Learn to use Selenium Wire for web scraping, featuring request interception and dynamic proxy rotation to boost your scraping efficiency.
16 min read
web scraping with selenium wire blog image

In this guide, you will learn:

  • What Selenium Wire is
  • Why you should use Selenium Wire for web scraping
  • The key features of Selenium Wire
  • A web scraping use case of Selenium Wire with proxies rotation
  • Bright Data proxy integration with Selenium Wire

Let’s dive in!

What Is Selenium Wire?

Selenium Wire is an extension for Selenium’s Python bindings that provides control over browser requests. Specifically, it allows you to intercept and modify both requests and responses in real time directly from your Python code while using Selenium.

Note: While the library is no longer being maintained, several scraping technologies and scripts still rely on it.

Why Use Selenium Wire for Web Scraping?

Selenium is a popular browser automation framework used in web scraping to interact with sites as regular human users would. Find out more in our Selenium web scraping guide.

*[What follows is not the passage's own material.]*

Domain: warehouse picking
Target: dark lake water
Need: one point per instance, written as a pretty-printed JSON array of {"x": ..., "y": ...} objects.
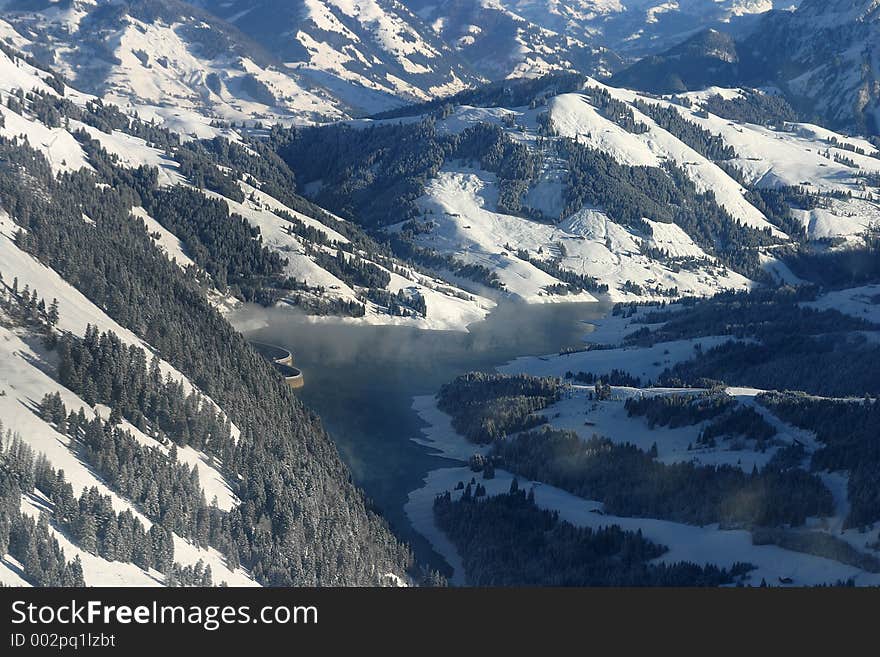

The problem is that browsers have certain limitations that can make web scraping challenging. For example, they do not enable you to set authorized proxy URLs or rotate proxies on the fly. Selenium Wire helps you overcome those limitations.

Here are three good reasons why you should use Selenium Wire for web scraping:

  • Access the network layer: Interpret, inspect, and modify AJAX network traffic for advanced data extraction.
  • Bypass antibotsChromeDriver exposes a significant amount of information that anti-bot systems can use to identify you as a bot. Selenium Wire is used by technologies like undetected-chromedriver to avoid that and help bypass most anti-bot solutions.
  • Overcome browsers’ limitations: Modern browsers use flags to configure behaviors at startup, but these settings are static and require a restart to be changed. Selenium Wire overcomes this limitation by supporting dynamic modifications. This way, you can update request headers or proxies during the same browser session, which is ideal for web scraping.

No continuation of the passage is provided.